Durch die Betonung der Horizontalen macht der Dom den Eindruck eines antiken griechischen Tempels. Der erste Baumeister, Buscheto, war griechisch-stämmig. 1118 wurde der Dom, unvollendet, geweiht. Ende des 13. Jahrhunderts erfolgte die Fertigstellung durch Rainaldo. 1302 bis 1311 schuf Giovanni Pisano die Kanzel. Das Baptisterium ist die größte Taufkapelle der Welt. Es hat einen Umfang von ca. 107 Metern.
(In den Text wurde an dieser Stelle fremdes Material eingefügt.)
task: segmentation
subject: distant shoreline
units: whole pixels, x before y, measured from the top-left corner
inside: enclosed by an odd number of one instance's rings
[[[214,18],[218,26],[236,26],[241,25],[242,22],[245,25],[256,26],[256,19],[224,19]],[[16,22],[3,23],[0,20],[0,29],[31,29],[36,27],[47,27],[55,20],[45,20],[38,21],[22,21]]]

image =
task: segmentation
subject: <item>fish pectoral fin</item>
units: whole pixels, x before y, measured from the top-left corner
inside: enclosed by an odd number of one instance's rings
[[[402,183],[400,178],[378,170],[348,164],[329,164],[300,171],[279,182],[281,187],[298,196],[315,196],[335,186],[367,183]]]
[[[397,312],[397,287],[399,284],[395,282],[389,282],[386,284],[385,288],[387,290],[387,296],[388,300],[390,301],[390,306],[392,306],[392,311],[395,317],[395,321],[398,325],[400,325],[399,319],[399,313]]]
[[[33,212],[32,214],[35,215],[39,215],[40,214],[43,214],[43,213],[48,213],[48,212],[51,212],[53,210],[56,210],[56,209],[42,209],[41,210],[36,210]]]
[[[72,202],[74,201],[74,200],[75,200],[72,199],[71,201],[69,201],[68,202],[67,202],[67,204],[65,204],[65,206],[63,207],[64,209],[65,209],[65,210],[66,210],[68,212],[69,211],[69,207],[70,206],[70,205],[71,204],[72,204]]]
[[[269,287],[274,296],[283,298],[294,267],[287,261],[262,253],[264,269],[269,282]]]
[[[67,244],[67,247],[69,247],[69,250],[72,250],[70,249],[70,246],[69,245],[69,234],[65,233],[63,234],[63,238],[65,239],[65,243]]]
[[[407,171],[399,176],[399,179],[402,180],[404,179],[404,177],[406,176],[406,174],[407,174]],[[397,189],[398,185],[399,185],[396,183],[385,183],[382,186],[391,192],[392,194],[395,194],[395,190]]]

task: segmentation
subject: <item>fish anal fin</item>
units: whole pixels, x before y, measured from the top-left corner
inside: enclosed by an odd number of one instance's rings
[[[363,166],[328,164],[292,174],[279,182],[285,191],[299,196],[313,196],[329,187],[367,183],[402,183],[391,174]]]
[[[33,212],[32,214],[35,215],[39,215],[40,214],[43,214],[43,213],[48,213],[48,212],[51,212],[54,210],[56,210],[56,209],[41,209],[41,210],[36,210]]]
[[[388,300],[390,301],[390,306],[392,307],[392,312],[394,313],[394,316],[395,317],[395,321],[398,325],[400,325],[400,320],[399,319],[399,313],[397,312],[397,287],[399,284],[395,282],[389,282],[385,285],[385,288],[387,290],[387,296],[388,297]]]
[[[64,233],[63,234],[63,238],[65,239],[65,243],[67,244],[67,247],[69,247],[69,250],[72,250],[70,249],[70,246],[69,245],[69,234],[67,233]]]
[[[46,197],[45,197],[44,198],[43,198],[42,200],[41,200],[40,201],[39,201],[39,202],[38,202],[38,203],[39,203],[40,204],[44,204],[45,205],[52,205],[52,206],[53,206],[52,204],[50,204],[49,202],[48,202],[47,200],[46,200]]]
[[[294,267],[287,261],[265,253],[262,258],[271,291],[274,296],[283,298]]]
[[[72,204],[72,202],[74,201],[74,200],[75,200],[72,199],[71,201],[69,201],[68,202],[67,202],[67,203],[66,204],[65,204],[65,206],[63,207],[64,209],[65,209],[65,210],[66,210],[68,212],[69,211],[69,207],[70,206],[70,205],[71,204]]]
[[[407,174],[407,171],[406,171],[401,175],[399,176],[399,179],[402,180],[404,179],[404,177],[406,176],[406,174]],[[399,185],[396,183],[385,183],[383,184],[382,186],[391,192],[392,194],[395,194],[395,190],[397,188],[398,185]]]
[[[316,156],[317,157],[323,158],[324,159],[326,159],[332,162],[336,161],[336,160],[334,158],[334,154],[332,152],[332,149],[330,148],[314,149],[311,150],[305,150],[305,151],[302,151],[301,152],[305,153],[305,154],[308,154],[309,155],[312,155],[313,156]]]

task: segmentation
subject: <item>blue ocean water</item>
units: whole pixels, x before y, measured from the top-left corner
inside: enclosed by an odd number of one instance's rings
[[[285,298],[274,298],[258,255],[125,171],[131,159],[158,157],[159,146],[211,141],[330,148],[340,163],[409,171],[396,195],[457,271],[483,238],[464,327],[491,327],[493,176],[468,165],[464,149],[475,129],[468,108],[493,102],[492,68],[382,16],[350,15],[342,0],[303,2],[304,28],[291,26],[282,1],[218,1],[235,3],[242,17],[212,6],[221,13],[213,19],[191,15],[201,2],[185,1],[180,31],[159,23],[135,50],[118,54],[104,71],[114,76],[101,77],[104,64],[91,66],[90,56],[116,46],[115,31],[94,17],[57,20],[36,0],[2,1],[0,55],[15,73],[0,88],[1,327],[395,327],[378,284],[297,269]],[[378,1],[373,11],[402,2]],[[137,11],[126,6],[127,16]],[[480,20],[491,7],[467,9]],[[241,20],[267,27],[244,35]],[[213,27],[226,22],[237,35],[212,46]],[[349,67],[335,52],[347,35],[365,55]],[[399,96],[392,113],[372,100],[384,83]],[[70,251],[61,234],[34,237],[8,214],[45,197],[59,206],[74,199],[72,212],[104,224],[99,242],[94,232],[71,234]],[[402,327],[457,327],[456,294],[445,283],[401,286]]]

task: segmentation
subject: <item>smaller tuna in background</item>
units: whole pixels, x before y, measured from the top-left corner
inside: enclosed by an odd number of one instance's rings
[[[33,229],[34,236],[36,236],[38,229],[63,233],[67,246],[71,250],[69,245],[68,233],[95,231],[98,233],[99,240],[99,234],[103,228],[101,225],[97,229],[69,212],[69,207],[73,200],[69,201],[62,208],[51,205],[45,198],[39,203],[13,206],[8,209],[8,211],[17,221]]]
Guido Bigarelli da Como verzierte das Taufbecken 1246. 1255 bis 1260 schuf Nicola Pisano die Kanzel. Der Schiefe Turm wurde seit 1173 errichtet. 1185 begann sich das damals dreistöckige Bauwerk nach Süden zu neigen. Bonanno kannte den Schwemmlandboden von Pisa und wusste, dass dieser unsicher war. Giovanni di Simone baute ab dem vierten Stockwerk weiter. Die steinerne Wendeltreppe im Inneren hat 294 Stufen.

Die Arbeiten am Camposanto, einem Friedhof, begannen 1278. Hier gab es Fresken von Benozzo Gozzoli, die im Zweiten Weltkrieg nach der Bombardierung Pisas zerstört wurden.